Skeptisch äußerte sich der österreichische Migrationsforscher Gerald Knaus. In Österreich oder Frankreich gebe es trotz verstärkter Kontrollen mehr Asylanträge und nicht weniger. Knaus schlug stattdessen vor, die Bearbeitung von wenig aussichtsreichen Asylanträgen in Deutschland zu beschleunigen. Außerdem müsse man auf die Transitländer – wie etwa die Türkei – zugehen und mit diesen Vereinbarungen treffen.
Unter Rückführung oder Abschiebung versteht man die erzwungene Rückkehr ausländischer Staatsangehöriger in ihr Herkunftsland, wenn sie kein Recht mehr haben, länger in Deutschland zu bleiben. Im ersten Halbjahr 2024 wurden 9.465 Personen aus Deutschland abgeschoben – rund 20 Prozent mehr als im Vorjahreszeitraum.

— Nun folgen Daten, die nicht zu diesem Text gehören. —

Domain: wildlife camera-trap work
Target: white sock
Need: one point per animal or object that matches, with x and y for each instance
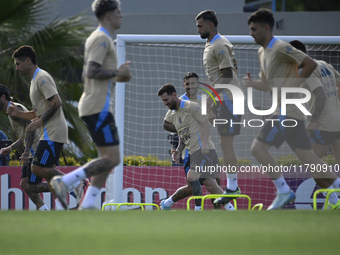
(90, 197)
(229, 207)
(281, 185)
(168, 202)
(76, 175)
(73, 186)
(333, 199)
(43, 208)
(232, 181)
(336, 185)
(58, 206)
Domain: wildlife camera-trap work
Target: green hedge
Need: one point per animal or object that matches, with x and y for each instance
(145, 161)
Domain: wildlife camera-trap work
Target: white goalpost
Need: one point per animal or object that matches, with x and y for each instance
(160, 59)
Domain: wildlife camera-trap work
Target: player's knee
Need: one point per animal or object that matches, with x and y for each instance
(23, 185)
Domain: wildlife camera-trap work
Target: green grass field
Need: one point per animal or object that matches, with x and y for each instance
(169, 232)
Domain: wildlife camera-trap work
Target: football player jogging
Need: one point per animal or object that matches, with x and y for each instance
(324, 124)
(221, 68)
(31, 184)
(47, 116)
(191, 85)
(194, 130)
(100, 74)
(279, 63)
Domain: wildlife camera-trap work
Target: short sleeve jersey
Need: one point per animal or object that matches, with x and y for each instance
(279, 65)
(97, 94)
(219, 54)
(42, 88)
(188, 121)
(20, 131)
(168, 115)
(325, 76)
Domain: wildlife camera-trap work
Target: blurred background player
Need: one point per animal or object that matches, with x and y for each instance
(4, 158)
(324, 124)
(279, 63)
(31, 184)
(194, 131)
(100, 74)
(221, 68)
(191, 85)
(47, 116)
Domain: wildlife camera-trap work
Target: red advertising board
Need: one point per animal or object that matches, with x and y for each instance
(152, 184)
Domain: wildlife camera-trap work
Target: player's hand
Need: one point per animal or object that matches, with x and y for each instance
(5, 151)
(247, 80)
(123, 74)
(24, 158)
(12, 110)
(205, 148)
(35, 124)
(176, 155)
(311, 126)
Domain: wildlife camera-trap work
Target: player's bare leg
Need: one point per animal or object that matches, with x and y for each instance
(212, 186)
(229, 158)
(35, 197)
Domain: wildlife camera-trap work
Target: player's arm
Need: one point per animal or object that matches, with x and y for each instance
(195, 110)
(169, 127)
(55, 103)
(96, 71)
(16, 113)
(7, 150)
(261, 85)
(320, 101)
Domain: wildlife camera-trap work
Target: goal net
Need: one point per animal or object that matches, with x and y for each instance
(160, 59)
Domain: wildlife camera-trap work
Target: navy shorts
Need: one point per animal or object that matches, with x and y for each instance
(296, 137)
(102, 128)
(324, 137)
(47, 153)
(225, 112)
(186, 165)
(200, 163)
(27, 173)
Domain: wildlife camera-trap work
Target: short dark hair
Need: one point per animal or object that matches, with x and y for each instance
(189, 75)
(24, 52)
(102, 7)
(264, 16)
(299, 45)
(167, 88)
(208, 15)
(5, 91)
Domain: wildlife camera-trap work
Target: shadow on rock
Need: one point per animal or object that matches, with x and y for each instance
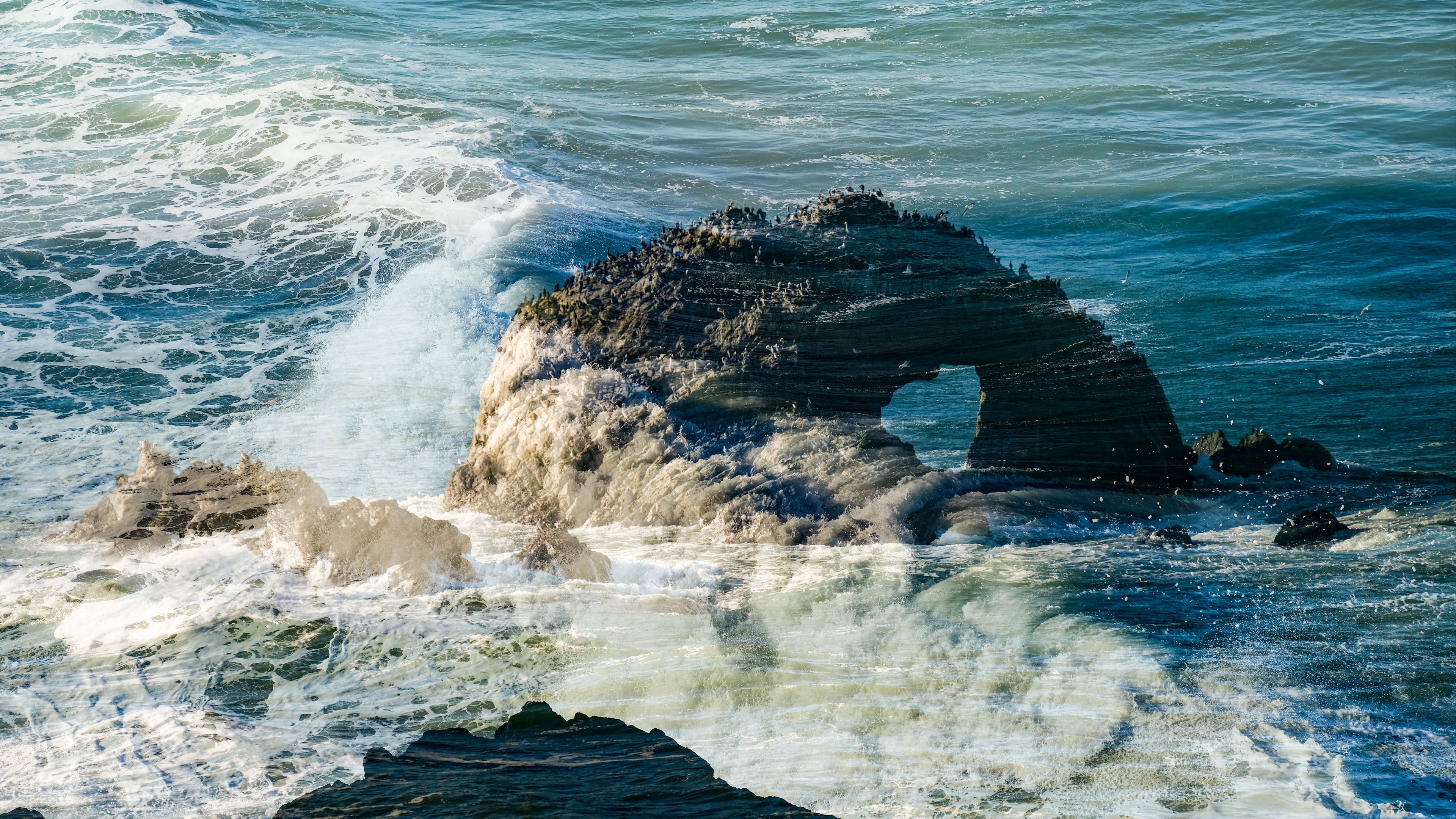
(544, 767)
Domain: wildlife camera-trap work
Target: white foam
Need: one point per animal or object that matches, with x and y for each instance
(833, 36)
(263, 174)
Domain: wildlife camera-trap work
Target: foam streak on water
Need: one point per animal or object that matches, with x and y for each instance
(299, 229)
(212, 679)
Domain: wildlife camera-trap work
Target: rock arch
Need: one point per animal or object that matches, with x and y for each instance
(750, 356)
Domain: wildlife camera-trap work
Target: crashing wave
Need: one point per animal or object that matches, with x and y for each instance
(348, 541)
(731, 373)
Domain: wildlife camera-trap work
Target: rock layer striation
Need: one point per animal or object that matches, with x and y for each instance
(733, 373)
(351, 540)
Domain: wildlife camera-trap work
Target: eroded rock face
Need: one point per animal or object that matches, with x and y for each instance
(155, 506)
(1257, 454)
(1311, 530)
(558, 551)
(733, 373)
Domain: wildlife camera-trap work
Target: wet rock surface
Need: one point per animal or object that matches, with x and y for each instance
(558, 551)
(155, 506)
(1258, 452)
(544, 767)
(1310, 531)
(1173, 535)
(733, 373)
(158, 505)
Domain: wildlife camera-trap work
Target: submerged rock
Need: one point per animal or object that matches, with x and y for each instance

Zugleich wurden 3.043 Personen im Rahmen der Dublin-III-Verordnung in ein anderes EU-Land überstellt.
Ziel der Ampelkoalition ist es, “irreguläre Migration zu reduzieren und reguläre Migration zu ermöglichen”. Dafür entstand 2023 das Amt des Sonderbevollmächtigten für Migrationsabkommen. Es wird von dem FDP-Politiker Joachim Stamp bekleidet. Zuletzt wurden Migrationsabkommen mit Kenia und Usbekistan abgeschlossen. Darin werden beispielsweise Visa-Erleichterungen festgelegt, die Schaffung von Qualifizierungsmaßnahmen für den deutschen Arbeitsmarkt und die Intensivierung der wirtschaftlichen Zusammenarbeit. Zentral ist außerdem, dass Länder abgelehnte Asylbewerber wieder aufnehmen.
Migration ist komplex und hat beispielsweise in Teilen Afrikas eine lange Tradition. Abkommen schaffen keine Arbeitsplätze in den Partnerländern. Dazu wäre zunächst eine Verbesserung der Infrastruktur sowie eine Industrialisierung notwendig. Auch verlassen junge Menschen aufgrund der politischen Situation, mangelnder Teilhabe und zunehmend autoritär werdenden Regierungen ihre Heimat.